The Rev. Kristin Krantz, St. James’, Mt. Airy
May 9, 2021
Acts 10:44-48, Psalm 98, 1 John 5:1-6, John 15:9-17
Alleluia! Christ is risen!
Christ is risen indeed! Alleluia!
[Begin by asking people what the word joy means to them – put a pin in that to come back to in a bit]
This is the sixth of seven weeks of Eastertide, and the third of four weeks exploring Jesus’ teachings about living in intimacy with God. Today we continue reading from what’s known as Jesus’ farewell discourse to the disciples. Encompassing four chapters in John’s gospel, it shows Jesus on his last night with his friends and how he offered them both final teachings and words of comfort as in preparation for everything that was to come.
Following directly on last week’s passage in which Jesus cast himself as “the vine” and the disciples as the vine’s fruitful branches, in today’s gospel reading Jesus elaborates on just what sort of “fruit” he has in mind: works of love for the sake of joy.[1]
Joy, then, is the interpretive key to the great commandment: I have said these things to you so that my joy may be in you, and that your joy may be complete comes immediately before This is my commandment, that you love one another as I have loved you.
Joy is both the foundation and the context for the love we are commanded to live.
It would be nice, then, if joy was more definitive. But just as love is a complex word to wrangle into meaning, joy can also take on many meanings. So to what shall this “complete joy” Jesus envisions be compared to?
A little later in the farewell discourse, Jesus compares it to childbirth: When a woman is in labor, she has pain, because her hour has come. But when her child is born, she no longer remembers the anguish because of the joy of having brought a human being into the world. So you have pain now; but I will see you again, and your hearts will rejoice, and no one will take your joy from you.[2]
The joy we are called into, then, is like the joy of birthing – strong and creative, exhausted and exultant, a joy that is no stranger to anguish, and above all the joy of having brought new life into the world. It is not a stretch to say, then, that every Christian disciple is a mother or a midwife.[3]
Joy is the “for what” of God’s love. Love not as sentiment, but love as a theological virtue, an excellence of character that God has by nature and in which we participate by grace.[4] Love as action, not merely feeling.
Taken all together – our calling of works of love for the sake of joy point us toward a ministry of birthing and midwifing God’s love into a world desperately in need of compassion, healing, and reconciliation.
We do this through cultivating one-on-one relationships with those around us, through acts of service to those in need, and by working to change the systems that benefit some and harm others.
Some works of love bring quick transformation, their labor is nearly painless. Others take longer, and carrying us through deep pain before shoots of new life appear. We don’t get to choose the work we’re called into, we only get to choose whether to follow the commandment to love. But when we do, the end result is always the same – the birth of joy, with God’s kingdom come a bit closer at hand.
All of this makes me think of one of my favorite quotes from theologian Pierre Teilhard de Chardin, “Joy is the most infallible sign of the presence of God.”
Joy is the most infallible sign of the presence of God. Whenever we experience joy, God is near. And when we do the work of birthing joy into the world, we can be assured that God is present and laboring along with us.

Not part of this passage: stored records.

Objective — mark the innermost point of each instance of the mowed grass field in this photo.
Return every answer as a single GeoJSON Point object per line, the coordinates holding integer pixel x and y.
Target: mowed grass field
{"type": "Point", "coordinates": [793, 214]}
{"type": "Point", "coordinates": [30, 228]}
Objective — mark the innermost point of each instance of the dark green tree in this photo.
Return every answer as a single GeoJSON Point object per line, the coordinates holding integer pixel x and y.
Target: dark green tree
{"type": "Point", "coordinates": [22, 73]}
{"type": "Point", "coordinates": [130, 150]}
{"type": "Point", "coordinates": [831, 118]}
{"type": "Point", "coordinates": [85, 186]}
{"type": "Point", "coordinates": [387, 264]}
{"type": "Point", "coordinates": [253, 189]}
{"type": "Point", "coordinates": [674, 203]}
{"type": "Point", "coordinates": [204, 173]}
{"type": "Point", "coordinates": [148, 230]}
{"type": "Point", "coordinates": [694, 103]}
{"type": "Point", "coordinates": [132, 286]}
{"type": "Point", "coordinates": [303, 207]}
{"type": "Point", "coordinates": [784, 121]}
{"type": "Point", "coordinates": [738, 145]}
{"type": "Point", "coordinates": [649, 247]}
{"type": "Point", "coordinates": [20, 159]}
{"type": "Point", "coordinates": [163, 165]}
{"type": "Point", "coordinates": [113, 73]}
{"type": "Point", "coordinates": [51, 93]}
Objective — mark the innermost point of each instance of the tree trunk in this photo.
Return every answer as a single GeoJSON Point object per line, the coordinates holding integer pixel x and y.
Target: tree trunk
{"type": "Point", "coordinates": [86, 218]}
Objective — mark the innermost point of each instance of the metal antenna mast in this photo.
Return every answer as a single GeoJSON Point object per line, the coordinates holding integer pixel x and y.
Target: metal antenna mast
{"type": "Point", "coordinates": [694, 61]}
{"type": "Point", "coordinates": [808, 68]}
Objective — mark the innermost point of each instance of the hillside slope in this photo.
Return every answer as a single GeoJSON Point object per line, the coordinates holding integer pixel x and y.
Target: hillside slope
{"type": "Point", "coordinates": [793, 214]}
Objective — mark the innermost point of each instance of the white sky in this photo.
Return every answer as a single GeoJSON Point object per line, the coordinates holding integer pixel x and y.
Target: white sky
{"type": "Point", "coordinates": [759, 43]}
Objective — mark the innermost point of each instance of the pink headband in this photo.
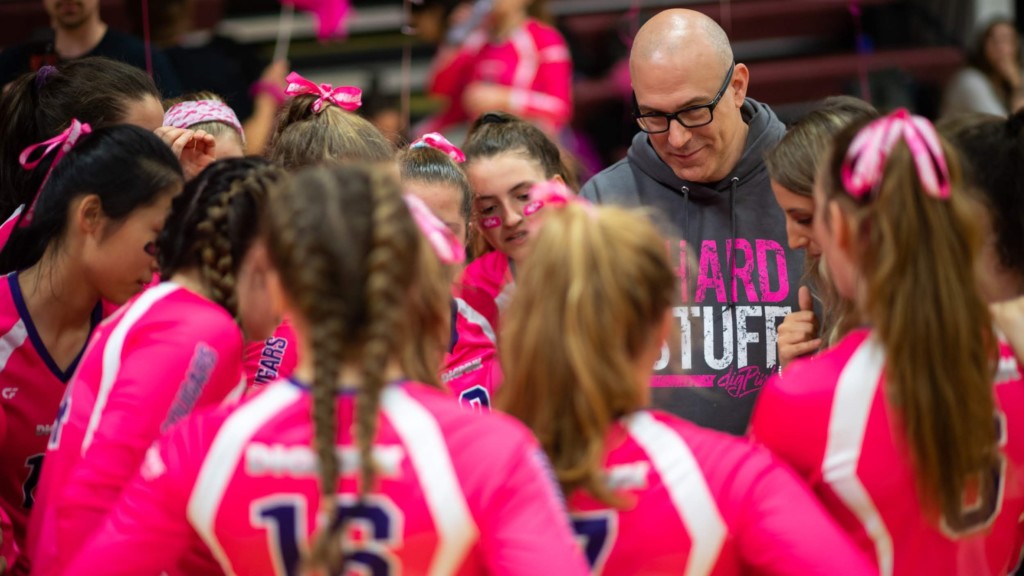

This was the promise Jesus made to his friends as he prepared to them to continue on without him, and it is a promise to us as well. May we all answer the call to bear fruit and do works of love for the sake of joy – trusting that even when it feels overwhelming, we are never alone, for God chose us and has called us friends. And for this let us say amen, alleluia.
[1] SaltProject, “Love for the Sake of Joy” Lectionary Commentary for Easter 6.
[2] John 16:21-22
[3] SaltProject, “Love for the Sake of Joy” Lectionary Commentary for Easter 6.
[4] David S. Cunningham, Theological Perspective, Feasting on the Word Year B, Volume 2.